Çocuk eğitiminde bir “tedricilik ilkesi” vardır ve oldukça önemlidir.
Eğitim derece derece ve yavaş yavaş gerçekleşir.
Çocuk, bir önceki duruma uyum sağlamadan, eğitimin bir sonraki durumu oluşturulmaz.
Çünkü eğitimin ruha bakan bir yönü vardır.
Yetişkinler bazen çocukları kendileri gibi görüyor, kendileri gibi değerlendiriyorlar.
Hâlbuki çocuk, çocuktur, yetişkin değildir.
Bir yetişkinin karşılaştığı olayları anlamlandırması ile çocuğun anlamlandırması farklıdır.
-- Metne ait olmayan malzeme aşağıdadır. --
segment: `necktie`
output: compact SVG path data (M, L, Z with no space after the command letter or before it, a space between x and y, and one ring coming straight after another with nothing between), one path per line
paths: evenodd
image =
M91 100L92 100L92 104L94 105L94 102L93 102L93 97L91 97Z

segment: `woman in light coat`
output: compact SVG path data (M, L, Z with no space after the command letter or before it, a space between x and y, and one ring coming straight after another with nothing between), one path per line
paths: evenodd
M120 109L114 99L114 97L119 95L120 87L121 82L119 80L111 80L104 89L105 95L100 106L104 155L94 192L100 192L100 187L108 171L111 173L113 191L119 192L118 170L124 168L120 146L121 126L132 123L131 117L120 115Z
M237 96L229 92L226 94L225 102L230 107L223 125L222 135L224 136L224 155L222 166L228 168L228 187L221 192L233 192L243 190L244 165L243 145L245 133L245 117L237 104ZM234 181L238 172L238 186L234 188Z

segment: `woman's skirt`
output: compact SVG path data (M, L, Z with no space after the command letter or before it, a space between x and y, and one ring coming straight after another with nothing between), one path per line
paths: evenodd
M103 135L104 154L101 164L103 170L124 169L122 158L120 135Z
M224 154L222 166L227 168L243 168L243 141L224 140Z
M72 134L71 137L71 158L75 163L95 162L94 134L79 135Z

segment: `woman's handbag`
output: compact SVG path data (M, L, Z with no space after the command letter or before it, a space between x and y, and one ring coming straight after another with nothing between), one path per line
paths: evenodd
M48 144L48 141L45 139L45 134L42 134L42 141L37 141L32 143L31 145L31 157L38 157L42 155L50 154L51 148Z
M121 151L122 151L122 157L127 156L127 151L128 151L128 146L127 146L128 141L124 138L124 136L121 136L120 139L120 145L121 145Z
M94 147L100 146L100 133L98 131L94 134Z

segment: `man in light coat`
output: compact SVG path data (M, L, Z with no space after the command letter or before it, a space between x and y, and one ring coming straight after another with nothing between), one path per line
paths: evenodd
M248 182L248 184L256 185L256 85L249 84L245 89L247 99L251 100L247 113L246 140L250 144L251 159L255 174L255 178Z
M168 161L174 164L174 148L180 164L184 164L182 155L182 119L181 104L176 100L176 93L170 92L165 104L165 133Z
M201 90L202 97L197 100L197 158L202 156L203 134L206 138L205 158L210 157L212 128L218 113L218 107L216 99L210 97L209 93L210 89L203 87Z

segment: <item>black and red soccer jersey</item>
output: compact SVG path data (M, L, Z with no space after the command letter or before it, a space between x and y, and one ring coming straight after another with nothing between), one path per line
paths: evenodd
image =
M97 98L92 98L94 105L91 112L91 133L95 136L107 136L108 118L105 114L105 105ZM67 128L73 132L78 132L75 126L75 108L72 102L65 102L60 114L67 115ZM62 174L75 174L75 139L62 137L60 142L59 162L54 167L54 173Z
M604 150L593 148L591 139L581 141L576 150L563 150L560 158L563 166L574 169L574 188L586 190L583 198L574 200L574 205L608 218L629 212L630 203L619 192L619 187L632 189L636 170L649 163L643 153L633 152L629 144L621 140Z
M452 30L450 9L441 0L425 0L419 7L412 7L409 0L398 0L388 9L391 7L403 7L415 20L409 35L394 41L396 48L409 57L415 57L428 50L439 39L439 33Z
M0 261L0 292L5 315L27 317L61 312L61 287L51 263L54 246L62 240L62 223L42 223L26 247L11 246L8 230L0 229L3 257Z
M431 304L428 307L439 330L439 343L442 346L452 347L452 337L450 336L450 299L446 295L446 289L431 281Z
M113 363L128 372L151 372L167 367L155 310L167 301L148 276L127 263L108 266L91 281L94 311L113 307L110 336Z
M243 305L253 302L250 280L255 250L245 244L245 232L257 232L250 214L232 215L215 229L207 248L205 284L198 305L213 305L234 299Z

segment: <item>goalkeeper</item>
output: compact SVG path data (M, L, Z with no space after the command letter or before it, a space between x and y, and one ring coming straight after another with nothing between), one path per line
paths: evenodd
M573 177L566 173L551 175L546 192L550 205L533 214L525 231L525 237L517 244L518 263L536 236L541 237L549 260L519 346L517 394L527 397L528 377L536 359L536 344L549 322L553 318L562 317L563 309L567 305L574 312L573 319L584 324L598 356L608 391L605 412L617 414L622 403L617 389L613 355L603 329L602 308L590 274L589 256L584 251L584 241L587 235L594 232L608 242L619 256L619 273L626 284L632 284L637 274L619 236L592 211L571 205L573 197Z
Yetişkin, bir gereklilik olarak kurban keser ve onun için kurban bir “ibadet” anlamı taşır.
Hâlbuki 7 yaşındaki bir çocuk ne ibadet bilir ne de gereklilik, o “Kuzucuğunu” bilir sadece.
Henüz duygusal yeterliliğe erişmemiş yaştaki bir çocuğun hissî bir bağ ile bağlandığı canlıyı kesmek, çocuk ruhuna zarar verir.
Bu zarar çocuğun kimi zaman etten tiksinmesi, kimi zaman kendisini duyarsızlaştırması ile sonuçlanır.
Birçok yetişkin “Ben çocukken birçok kurban kesimi gördüm, bana bir şey olmadı.” dese de ruhun hangi olayda nasıl bir değişikliğe uğradığını kişi kendisi göremez.
Kurban Bayramı yaklaşıyor.
Üzgünüm ama birçok çocuk kurban kesim alanlarında olacak.
Kimi kesilen kurbanın gözüne bakacak, kimi saçlarına, kimi ise kasabın elindeki bıçağa…
Hâlbuki bir önceki kurbanın kesimini, bir sonraki kurbanlık hayvanın görmemesi için gözlerinin bağlanmasını tavsiye eden bir dinin hassasiyeti çocuklardan neden esirgenir anlamak oldukça zor.
Duyarlı bir ebeveyn, çocuklarına kurban ibadetini sorunsuz bir şekilde aktarmak istiyorsa, eğitimde tedricilik ilkesini kullanmalıdır.
Buna göre çocuklar 7 yaşından önce kurban kesimi görmemeli, Kurban Bayramı’nı bir “bayram” olarak tanımalıdır.
12 yaşına kadar olan çocuklar ise kurbanı “kesim anında” değil, kesildikten sonra görebilir, kurban etinin işlenmesinde ailesine destek olabilir.
Çocuklar ancak 12 yaşından sonra kesimlerde bulunabilir ve kurban kesiminde ailesine yardımcı olabilirler.